An “offering” is a general term, referring to all the sorts of sacrifices offered at the temple as a part of Israelite worship. And once again, the Levites depended upon these offerings in order to eat and live.

Thus, tithes and offerings in Israel had a synergistic purpose of providing the people an opportunity to worship God and center their communal life around the Lord; and also providing for the Levites, so that they could make their living.

And then, the priests who attended to all the temple functions would use funds from the tithes and offerings to help the poor and indigent in the community.

So, a failure to provide tithes and offerings was an injustice, because it was neglecting to care for fellow members of society who needed help.

People could starve and die without practicing God’s law concerning tithes and offerings. And that is why it angered God so much whenever people reneged on their duty toward the temple practices.

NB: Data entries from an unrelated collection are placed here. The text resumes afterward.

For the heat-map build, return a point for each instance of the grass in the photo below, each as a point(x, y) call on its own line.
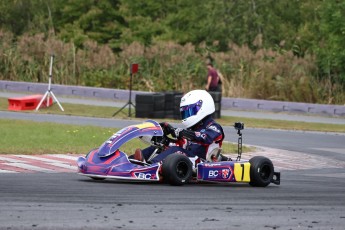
point(107, 112)
point(28, 137)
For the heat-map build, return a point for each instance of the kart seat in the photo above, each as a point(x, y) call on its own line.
point(214, 154)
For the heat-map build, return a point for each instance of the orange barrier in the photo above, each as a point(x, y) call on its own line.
point(27, 102)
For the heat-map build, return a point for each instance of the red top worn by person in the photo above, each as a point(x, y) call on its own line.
point(212, 78)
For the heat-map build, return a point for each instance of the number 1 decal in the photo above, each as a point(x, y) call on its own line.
point(242, 172)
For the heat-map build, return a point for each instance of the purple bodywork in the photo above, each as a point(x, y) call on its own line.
point(108, 161)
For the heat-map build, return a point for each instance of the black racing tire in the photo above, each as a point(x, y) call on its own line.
point(97, 178)
point(261, 171)
point(177, 169)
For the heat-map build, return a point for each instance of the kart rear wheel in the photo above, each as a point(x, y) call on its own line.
point(177, 169)
point(261, 171)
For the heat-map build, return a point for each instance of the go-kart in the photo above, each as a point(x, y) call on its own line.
point(109, 162)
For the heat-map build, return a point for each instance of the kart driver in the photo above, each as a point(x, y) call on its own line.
point(201, 135)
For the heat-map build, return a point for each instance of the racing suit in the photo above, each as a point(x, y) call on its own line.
point(196, 141)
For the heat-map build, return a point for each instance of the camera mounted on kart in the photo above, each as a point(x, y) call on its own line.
point(239, 125)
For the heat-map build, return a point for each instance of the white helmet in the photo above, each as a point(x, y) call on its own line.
point(194, 106)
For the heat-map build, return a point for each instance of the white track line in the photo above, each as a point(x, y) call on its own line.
point(39, 159)
point(69, 157)
point(61, 165)
point(30, 167)
point(11, 160)
point(6, 171)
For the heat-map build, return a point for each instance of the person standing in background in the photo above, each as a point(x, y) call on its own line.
point(212, 82)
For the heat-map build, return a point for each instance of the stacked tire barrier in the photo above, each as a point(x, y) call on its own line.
point(150, 105)
point(217, 97)
point(167, 105)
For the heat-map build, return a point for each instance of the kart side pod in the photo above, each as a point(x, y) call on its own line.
point(258, 172)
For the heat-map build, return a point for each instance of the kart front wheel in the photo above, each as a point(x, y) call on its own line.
point(177, 169)
point(261, 171)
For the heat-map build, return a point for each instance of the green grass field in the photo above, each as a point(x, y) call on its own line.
point(28, 137)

Cooperation, Not Competition

Therefore, repentance and returning to God would happen only when the priests and the people cooperated together. Then, God’s faithfulness could be made effective and manifest itself among the entire social structure of Israel.

The entire society was built upon a divine/human cooperative. It required both human action and divine blessing working together.

None of this was a contract or a deal in which people do the right thing, and then God automatically blesses, like some divine slot machine that persons put coins into.

Instead, it is a system in which the laity work together with the clergy; and then all the people work together with God. In other words, God’s ideal is partnership and participation.

God will bring a great produce. But the people would have to do the hard work of planting and harvesting the crops. This is very far from any sort of name-it-and-claim-it theology in which a person prays for whatever they want and God will give it to them. That is not how an abundant life is produced.

Abundance comes wherever there are partners who participate with each other. If that system breaks down, then people are in a world of trouble.

So, people must take the social justice of God quite seriously – with its specific requirements about caring for one another.

Although we may not have the same particular system of Levites and a Temple, God’s heart for justice, for people’s basic needs to be met and satisfied, has never changed. That value still stands the test of time throughout all of human history.

Almighty God, who created us in your own image: Grant us grace to fearlessly contend against evil, and to make no peace with oppression. Enable us to reverently use our freedom, in the establishment and maintenance of justice in our communities and among the nations, to the glory of your holy Name. Amen.